Por: Eduardo Moraes
Por iniciativa da Igreja Católica, em parceria com o Conselho Nacional de Igrejas Cristãs do Brasil (Conic), estamos vivendo, até o fim do período quaresmal, a Campanha da Fraternidade, cujo lema é “Vocês não podem servir a Deus e ao dinheiro”, com críticas à atual política econômica, um pedido de atenção às questões sociais e por uma nova economia solidária. Muito corajosa a iniciativa da Igreja Católica, que em tempos bicudos, de pouca vocação religiosa, provoca a sociedade brasileira a debater e refletir sobre egoísmo, ausência de solidariedade, comodismo de tudo esperar pelo Estado. O apelo e estímulo ao consumo exagerado através dos meios de comunicação, o convite a prostituição em todos os níveis, corrupção, violência, insignificância da família, enquanto núcleo gerador de inovações valorizando tudo o que tem de plausível na relação familiar, que mesmo debaixo de todo esse bom bombardeio, resiste e não abandona tradição e imposição de limites aos que em breve estarão no comando dos principais postos de poder da nação.
É corajosa sim a iniciativa da Igreja Católica, que lança uma campanha com um lema voltado para dialogar exatamente com a parcela da população vítima desse sistema capitalista desumano. A própria Igreja não corre risco em fragilizar ainda mais a sua já abalada estrutura econômica?
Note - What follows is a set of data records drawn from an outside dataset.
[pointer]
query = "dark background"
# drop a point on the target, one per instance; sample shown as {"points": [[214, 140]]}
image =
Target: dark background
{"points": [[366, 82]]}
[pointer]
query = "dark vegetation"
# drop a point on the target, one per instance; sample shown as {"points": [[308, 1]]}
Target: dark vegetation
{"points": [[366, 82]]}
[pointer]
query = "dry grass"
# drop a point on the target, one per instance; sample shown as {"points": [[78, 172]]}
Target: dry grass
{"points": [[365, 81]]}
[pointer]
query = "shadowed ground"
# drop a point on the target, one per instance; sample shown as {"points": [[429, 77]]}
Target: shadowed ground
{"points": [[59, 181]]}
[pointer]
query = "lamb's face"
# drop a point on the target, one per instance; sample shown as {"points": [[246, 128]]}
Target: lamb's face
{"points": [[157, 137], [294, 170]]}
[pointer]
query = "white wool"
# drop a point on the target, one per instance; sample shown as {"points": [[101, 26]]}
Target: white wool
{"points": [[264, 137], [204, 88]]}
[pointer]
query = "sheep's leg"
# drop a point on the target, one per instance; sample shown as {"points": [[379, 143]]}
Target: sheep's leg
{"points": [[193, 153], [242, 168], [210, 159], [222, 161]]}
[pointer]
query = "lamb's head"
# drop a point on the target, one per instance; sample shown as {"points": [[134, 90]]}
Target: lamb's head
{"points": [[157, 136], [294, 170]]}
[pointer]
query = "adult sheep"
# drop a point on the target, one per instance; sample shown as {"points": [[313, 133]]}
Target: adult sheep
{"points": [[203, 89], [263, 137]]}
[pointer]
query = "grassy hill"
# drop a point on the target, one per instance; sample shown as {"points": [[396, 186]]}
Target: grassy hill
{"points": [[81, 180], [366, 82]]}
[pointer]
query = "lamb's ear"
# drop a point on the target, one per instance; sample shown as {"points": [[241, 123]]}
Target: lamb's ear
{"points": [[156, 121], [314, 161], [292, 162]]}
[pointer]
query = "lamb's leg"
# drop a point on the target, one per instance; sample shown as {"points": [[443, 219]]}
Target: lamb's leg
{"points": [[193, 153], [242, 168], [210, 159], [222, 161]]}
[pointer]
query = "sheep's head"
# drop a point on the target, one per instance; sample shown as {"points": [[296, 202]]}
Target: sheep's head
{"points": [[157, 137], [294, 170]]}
É preciso lançar uma Campanha da Fraternidade que dialogue com os grandes monopólios e banqueiros do Brasil, onde 10% é dono de mais de 80% de toda a riqueza produzida no país enquanto 70% da população ficam com apenas 10% dessa riqueza.
Esta campanha logrará êxito se ao seu termino converter banqueiros e donos dos monopólios de mantimentos, medicamentos, saúde, educação, segurança… a compreenderem que quanto maior for à concentração de rendas, maior será a violência, miséria, corrupção e toda forma de desumanidade.
A maior vitória mesmo será o despertar da consciência dos setores oprimidos, alijados das oportunidades de uma vida com dignidade, para que eles se engajem em uma ampla, plural, fraterna e organizada frente de luta capaz efetivamente de transformar e revolucionar o Brasil, onde o dinheiro não esteja apenas a serviço dos 10% mais ricos, mas que efetivamente circule em uma economia justa e a serviço da justiça e dignidade humana.